Petitioner Mildred Bialo is a party to this case solely by virtue of having filed a joint income tax return with her husband, Walter Bialo, for the taxable year ending Aug. 31, 1978. The term petitioner will be used hereafter solely to refer to Walter Bialo.
Sec. 305(a) provides, in general, that gross income does not include the amount of any distribution of the stock of a corporation made by such corporation to its shareholders with respect to its stock.
If Universal had distributed cash in the amount of the fair market value of the preferred stock, rather than the stock itself, the corporation’s earnings and profits would have been sufficient to require the shareholders to treat such a distribution as a dividend which would have been reported as ordinary income. Sec. 316(a); see sec. 306(c)(2).
Forty percent for contributions made after Oct. 31, 1978. Pub. L. 95-600, sec. 402(b)(2).
The record indicates that the New York Community Trust is an organization described in sec. 170(c), but fails to disclose whether or not it is a private foundation.
This Court continued to follow the analysis in our opinion in Chamberlin despite the reversal by the Sixth Circuit. In Estate of Rosenberg v. Commissioner, 36 T.C. 716 (1961), we held that the sale of preferred stock which had been distributed on common stock to large corporate investors, and which contained a mandatory redemption provision, resulted in a dividend to the shareholders taxable at ordinary income rates. After examining the transaction, we stated:
“the purpose [of the distribution, sale and redemption] was to siphon off corporate earnings and profits and the importance which we attach to the redemption provision is that it enabled petitioners to accomplish the plan without a permanent impairment of their ownership and control of the corporation. [36 T.C. at 726.]”

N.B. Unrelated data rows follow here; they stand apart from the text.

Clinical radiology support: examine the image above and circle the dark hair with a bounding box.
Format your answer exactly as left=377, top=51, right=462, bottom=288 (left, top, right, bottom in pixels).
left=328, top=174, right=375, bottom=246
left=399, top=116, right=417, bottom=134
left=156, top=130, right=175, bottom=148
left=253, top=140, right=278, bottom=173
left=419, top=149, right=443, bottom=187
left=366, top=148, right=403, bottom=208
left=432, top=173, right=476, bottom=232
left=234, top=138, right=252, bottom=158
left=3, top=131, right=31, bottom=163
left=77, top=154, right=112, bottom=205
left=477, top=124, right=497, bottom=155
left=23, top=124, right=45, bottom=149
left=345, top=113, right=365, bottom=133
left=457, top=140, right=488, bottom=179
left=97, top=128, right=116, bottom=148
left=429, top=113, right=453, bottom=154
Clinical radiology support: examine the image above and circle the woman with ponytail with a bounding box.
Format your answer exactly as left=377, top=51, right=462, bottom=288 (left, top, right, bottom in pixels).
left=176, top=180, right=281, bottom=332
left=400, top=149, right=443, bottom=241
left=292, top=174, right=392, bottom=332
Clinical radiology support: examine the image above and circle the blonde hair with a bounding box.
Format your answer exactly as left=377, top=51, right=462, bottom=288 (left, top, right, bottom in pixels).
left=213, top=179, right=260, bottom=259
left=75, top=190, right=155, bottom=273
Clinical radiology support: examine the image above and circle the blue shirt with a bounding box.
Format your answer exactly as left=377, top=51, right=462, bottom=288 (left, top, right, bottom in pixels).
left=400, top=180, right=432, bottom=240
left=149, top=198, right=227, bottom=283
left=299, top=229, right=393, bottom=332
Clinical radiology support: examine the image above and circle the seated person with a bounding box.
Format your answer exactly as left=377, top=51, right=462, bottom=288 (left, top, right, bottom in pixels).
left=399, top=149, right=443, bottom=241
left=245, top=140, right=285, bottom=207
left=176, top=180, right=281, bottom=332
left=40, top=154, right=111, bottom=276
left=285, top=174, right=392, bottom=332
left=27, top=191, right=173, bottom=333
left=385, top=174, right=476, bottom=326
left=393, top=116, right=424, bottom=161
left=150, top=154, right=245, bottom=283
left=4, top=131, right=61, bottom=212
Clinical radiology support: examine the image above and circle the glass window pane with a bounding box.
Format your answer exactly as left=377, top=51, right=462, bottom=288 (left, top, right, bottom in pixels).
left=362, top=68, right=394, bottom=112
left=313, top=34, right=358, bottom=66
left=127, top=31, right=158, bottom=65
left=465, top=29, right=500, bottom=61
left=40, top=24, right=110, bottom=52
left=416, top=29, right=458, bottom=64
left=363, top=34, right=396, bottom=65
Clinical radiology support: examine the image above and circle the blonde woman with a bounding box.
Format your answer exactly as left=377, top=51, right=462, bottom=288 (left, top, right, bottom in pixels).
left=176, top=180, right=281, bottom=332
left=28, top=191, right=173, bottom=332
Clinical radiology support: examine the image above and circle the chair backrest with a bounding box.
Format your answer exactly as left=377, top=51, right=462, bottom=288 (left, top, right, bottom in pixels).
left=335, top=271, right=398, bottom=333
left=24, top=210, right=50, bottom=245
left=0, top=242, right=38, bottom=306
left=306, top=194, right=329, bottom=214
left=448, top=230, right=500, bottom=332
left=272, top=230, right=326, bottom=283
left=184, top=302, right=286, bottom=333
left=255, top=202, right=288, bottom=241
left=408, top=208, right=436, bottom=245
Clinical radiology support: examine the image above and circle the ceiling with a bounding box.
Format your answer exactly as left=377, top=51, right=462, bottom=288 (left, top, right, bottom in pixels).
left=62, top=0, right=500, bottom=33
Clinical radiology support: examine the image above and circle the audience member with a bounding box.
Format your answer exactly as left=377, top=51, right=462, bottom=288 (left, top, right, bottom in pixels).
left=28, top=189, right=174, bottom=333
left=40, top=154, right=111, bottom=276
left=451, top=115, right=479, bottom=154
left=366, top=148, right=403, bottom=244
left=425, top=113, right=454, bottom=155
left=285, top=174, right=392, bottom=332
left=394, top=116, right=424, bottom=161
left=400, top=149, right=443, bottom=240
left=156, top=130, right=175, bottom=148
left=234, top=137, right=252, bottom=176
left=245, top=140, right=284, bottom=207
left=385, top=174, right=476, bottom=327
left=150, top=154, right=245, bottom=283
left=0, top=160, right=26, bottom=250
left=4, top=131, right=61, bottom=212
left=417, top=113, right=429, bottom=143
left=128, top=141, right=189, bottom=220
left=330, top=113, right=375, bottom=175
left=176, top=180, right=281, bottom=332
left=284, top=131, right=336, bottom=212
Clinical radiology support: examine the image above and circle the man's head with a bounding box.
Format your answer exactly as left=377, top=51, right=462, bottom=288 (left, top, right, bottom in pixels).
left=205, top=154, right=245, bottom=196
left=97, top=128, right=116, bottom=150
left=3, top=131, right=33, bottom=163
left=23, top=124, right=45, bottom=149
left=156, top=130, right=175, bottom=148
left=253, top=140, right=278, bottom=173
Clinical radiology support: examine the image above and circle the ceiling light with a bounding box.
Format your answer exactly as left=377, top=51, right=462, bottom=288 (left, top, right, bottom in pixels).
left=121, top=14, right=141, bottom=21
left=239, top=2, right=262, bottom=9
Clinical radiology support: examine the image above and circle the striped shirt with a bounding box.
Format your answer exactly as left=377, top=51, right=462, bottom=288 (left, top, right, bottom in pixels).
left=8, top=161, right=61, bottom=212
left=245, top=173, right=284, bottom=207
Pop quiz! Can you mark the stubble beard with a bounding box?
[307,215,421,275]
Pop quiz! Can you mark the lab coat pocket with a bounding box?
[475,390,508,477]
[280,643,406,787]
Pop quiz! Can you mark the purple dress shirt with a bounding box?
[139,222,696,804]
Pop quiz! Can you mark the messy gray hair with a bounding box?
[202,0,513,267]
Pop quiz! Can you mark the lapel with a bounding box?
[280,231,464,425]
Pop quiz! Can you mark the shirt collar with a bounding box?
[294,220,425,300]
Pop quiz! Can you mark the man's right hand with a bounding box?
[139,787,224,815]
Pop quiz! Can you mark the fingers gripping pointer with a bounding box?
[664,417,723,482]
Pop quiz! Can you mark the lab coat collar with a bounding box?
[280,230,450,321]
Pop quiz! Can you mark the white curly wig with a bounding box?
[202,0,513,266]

Similarly, in the case at bar, petitioner attempted to use Universal’s earnings and profits to make a charitable contribution for which petitioner took a deduction while neither recognizing dividend income nor losing control of the corporation.
The example provided to petitioner by his accountant reaches that conclusion as follows: if the corporation distributed $100,000 in cash to petitioner as a dividend, petitioner would have paid $65,000 in income tax on this amount, leaving him with $35,000 in cash. By using the distribution of preferred stock, however, petitioner paid no tax when the stock was distributed by the corporation and received a $100,000 charitable contribution deduction which resulted in a tax savings of $65,000.
See also Grove v. Commissioner, T.C. Memo. 1972-98; Carrington v. Commissioner, T.C. Memo. 1971-222; Fox v. Commissioner, T.C. Memo. 1968-205.
Humacid Co. v. Commissioner, 42 T.C. 894 (1964), was decided prior to the Tax Reform Act of 1969, which provided for the reduction of charitable contribution deductions for gifts of appreciated property.